La situation n’est pas forcément meilleure au niveau européen. Ainsi, on apprend dans le magazine Science & vie que Fritig s’est fait « refuser sans appel par la Commission de Bruxelles, le 10 novembre 1999, le financement d’un projet de recherche complémentaire sur les éliciteurs, au prétexte qu’ils endommageraient les plantes » (Moinet 2000).

Il y a certes bien d’autres façons de faire de la politique de l’innovation, par exemple en lançant des concours et en récompensant a posteriori les projets les plus intéressants. Goëmar a été récompensé par l’Institut national de la propriété intellectuelle en 1998 pour sa stratégie de propriété intellectuelle ; Tribo Technologies et son Sémafort® ont également reçu le Trophée de l’innovation du Pays de l’Alsace du Nord 2007, le Prix Gaz de France du développement durable 2007 et étaient parmi les finalistes du concours européen « Agro-ressources et innovation » – Innovact 2006. Dans le secteur académique, Christophe Clément à l’Université de Reims a reçu en 2007 le prix Jean Dufrenoy de l’Académie d’agriculture pour ses travaux sur la floraison de la vigne et sa défense vis-à-vis des pathogènes. Bien qu’absolument valorisantes, ces distinctions en provenance d’acteurs hétérogènes manquent de visibilité et n’envoient pas un signal fort de soutien.
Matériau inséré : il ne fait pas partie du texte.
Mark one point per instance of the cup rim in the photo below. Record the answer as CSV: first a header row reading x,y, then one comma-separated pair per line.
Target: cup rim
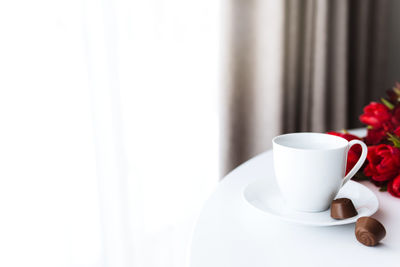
x,y
341,142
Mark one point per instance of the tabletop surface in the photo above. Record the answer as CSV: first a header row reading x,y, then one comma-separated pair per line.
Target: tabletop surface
x,y
231,233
Une invention qui a échoué ?

On ne peut retracer l’histoire d’une innovation comme les SDN sans aller jusqu’au marché, afin de comprendre à quelles conditions elle a pu s’imposer ou non. En l’occurrence, les obstacles à la commercialisation et à l’insertion dans les pratiques agricoles ont été nombreux.
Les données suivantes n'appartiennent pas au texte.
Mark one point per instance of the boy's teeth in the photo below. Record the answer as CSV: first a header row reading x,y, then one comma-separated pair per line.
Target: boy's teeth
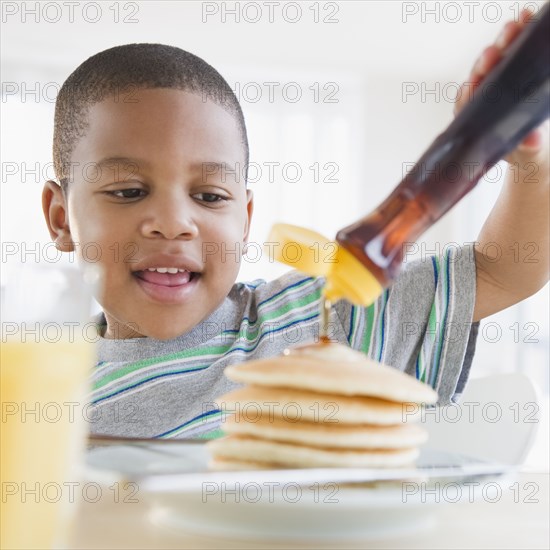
x,y
171,270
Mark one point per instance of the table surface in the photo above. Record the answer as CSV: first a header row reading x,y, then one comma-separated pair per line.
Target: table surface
x,y
520,519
Faire évoluer une réglementation réfractaire

L’historienne de la chimie agricole Nathalie Jas (2007 ; 2008) a montré l’importance historique et socio-technique des dispositifs de régulation qui encadrent le secteur phytosanitaire. Désormais en France un produit phytosanitaire doit satisfaire trois critères pour pouvoir recevoir une autorisation de mise sur le marché (AMM) : un critère d’innocuité (vis-à-vis de l’homme et de l’environnement), un critère d’efficacité sur la ou les cultures traitées dans les conditions d’emploi préconisées et un critère de constance et stabilité des produits.
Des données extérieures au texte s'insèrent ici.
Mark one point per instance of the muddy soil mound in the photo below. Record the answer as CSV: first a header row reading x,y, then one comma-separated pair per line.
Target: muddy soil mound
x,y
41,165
Cette procédure extrêmement « huilée » s’applique parfaitement bien à des pesticides de synthèse, bien étudiés, dont chaque paramètre scientifique (efficacité in vivo et in vitro, métabolisme et devenir in vivo, toxicologie, écotoxicologie…) est connu le plus précisément possible. À l’inverse, comme souvent, des substances plus complexes et difficilement saisissables, ou variables parce que naturelles plutôt que synthétiques, ne cadrent pas avec la mécanique de tels règlements. Ces produits insaisissables, qui fonctionnent parfois sans que l’on connaisse exactement leur matière active (en dépit même de tous les efforts faits pour y arriver comme dans le cas du Milsana®) et donc remplissent difficilement le critère de constance et stabilité, défient l’expert qui attend des dossiers d’homologation bien ficelés et maîtrisés scientifiquement. Il va notamment avoir du mal à reconnaître les critères clairs d’efficacité auxquels il est habitué. D’abord parce que cette efficacité est souvent loin de le satisfaire — Marc Lateur du Centre de recherches agronomiques de Gembloux en Belgique qualifie par exemple les SDN de composés à « efficacité partielle » (Lateur 2002) ; ensuite, parce qu’elle est très variable selon les conditions. Contrairement aux autres produits phytosanitaires, les SDN agissent sur la plante mais avec un effet souhaité au niveau du pathogène. L’efficacité peut donc se mesurer immédiatement in planta en vérifiant si les réactions de défense naturelles sont activées ou après infestation en mesurant la moindre incidence de la maladie.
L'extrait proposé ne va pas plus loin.